Wrestlers at Sukhbir Pahalwan’s akhara prefer army posts over government jobs. However, none of the 50 wrestlers who have been trained here have been employed by any state or central government agency.
“Since I have participated in national games thrice, I was eligible for a Grade 4 division job but I refused to apply since I am eyeing a post in Sashastra Seema Bal (SSB) or the Railways,” says 22-year-old Uphaar Sharma, a Dankaur-based wrestler who trains in Sarfabad.
Sukhbir Pahalwan believes that it is the duty of society to ensure that a wrestler doesn’t have to lose his dignity to seek a livelihood once he his past his prime.
“The life of a wrestler is not easy when you have to train four to five hours every day amid dust and soil and take care of your body weight with a strict diet. We don’t allow our boys to go to the movies or pubs as wrestling requires dedication and focus. A wrestler puts his entire youth at stake and trains hard to bring glory to his state and country. When his prime days are over, it becomes the responsibility of society to take care of him,” Sukhbir argues.
In such times, the ‘dangal’ season in August and September is a windfall for wrestlers as organisers place bets on them according to the tournaments they have participated in.
For example, a national level wrestler can easily fetch a bet of Rs 30,000 whereas an Asian Games wrestler gets a bet as high as Rs 50,000. Wrestlers from western UP and Haryana also attend the dangals, adding to the charm.
Their coach Surendra Singh Yadav believes that excessive exposure to traditional wrestling such as might also act as a hindrance for wrestlers when they go for international tournaments.
“The typical stance wrestlers use in dangal is the ‘Hanuman stance’ where one leg protrudes ahead of the other and the body is bent forward. However, according to international wrestling standards, keeping your legs together benefit the wrestler in maintaining balance. It becomes difficult for players to unlearn the tricks of dangal and adapt to international standards,” Yadav says.
However, for Sukhbir Pahalwan, it is not the professional glory but personal etiquette that matters most.

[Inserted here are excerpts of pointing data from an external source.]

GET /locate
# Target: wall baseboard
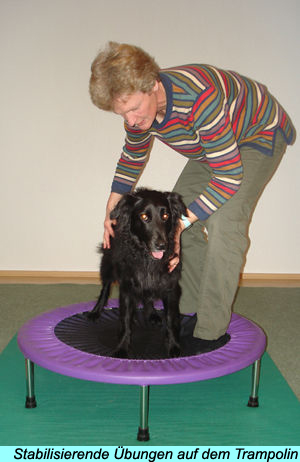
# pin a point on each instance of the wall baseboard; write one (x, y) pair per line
(92, 277)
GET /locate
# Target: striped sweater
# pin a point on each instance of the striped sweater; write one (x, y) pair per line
(210, 114)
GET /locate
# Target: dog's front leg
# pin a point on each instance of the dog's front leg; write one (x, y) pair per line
(171, 308)
(101, 302)
(127, 309)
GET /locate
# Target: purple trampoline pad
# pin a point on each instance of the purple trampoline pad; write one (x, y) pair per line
(40, 341)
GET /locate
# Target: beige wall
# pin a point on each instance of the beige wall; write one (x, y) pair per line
(58, 152)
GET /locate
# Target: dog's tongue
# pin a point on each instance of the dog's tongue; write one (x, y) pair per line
(158, 255)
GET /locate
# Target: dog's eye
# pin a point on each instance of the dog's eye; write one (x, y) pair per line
(144, 217)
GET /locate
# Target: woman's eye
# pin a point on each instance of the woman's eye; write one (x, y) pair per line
(144, 216)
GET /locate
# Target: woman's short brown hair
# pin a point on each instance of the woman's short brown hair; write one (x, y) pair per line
(119, 70)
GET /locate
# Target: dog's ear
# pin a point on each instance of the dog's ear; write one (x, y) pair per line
(176, 204)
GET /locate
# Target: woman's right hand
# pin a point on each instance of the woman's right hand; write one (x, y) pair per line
(108, 232)
(108, 222)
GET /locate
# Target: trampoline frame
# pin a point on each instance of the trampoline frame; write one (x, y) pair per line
(235, 360)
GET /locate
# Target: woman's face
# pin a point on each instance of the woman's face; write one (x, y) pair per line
(139, 109)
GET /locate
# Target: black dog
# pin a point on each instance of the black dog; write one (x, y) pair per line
(138, 260)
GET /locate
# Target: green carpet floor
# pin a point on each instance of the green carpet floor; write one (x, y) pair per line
(73, 412)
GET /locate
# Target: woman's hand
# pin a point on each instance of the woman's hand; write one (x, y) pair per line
(108, 222)
(181, 227)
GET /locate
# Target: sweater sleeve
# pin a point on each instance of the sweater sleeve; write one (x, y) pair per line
(132, 161)
(222, 153)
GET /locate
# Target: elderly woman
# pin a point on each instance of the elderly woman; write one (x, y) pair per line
(233, 133)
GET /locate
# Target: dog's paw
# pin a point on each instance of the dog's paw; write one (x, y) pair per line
(174, 351)
(155, 319)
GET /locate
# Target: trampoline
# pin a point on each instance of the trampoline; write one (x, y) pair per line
(65, 341)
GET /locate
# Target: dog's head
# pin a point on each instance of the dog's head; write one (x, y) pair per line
(151, 218)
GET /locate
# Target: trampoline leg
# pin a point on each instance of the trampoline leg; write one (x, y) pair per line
(30, 398)
(143, 433)
(253, 400)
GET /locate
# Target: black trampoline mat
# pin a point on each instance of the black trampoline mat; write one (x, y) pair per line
(101, 337)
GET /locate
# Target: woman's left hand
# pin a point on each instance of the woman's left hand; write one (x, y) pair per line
(175, 258)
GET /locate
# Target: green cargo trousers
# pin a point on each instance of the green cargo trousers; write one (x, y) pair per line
(212, 262)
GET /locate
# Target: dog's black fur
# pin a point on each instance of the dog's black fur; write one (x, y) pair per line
(138, 259)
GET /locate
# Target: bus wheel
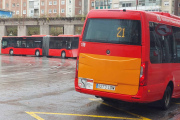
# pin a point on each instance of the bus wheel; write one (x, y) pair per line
(37, 53)
(165, 102)
(11, 52)
(63, 54)
(107, 99)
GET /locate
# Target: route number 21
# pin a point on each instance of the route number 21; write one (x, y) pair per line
(120, 30)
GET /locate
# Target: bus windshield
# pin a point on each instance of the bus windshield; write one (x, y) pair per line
(116, 31)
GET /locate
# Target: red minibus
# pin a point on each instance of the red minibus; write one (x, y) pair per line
(132, 56)
(63, 45)
(25, 45)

“Wrestling teaches perseverance, patience and tolerance. After a knock-out or an unintentional ‘backbreaker’ move, a wrestler might feel humiliated and angry but he has to learn to control his anger and use it judiciously at the right time. Before learning wrestling, a player must learn humility and compassion. He has to put his ego aside and learn to bend as a token of respect for his elders and colleagues. Without humility, a wrestler is nothing but a street goon,” Sukhbir says.
As Sukhbir kept explaining the nitty-gritty of wrestling, Gaurav Chaudhary and Uphaar Sharma (both 90kg category wrestlers) are locked in a bout. Chaudhary pounces on Sharma from behind, bends his hand towards his back, puts his knee on his head and makes him taste the soil till he accepts defeat. A few minutes later, both the wrestlers are seen sharing a ‘badam milk’ and friendly banter.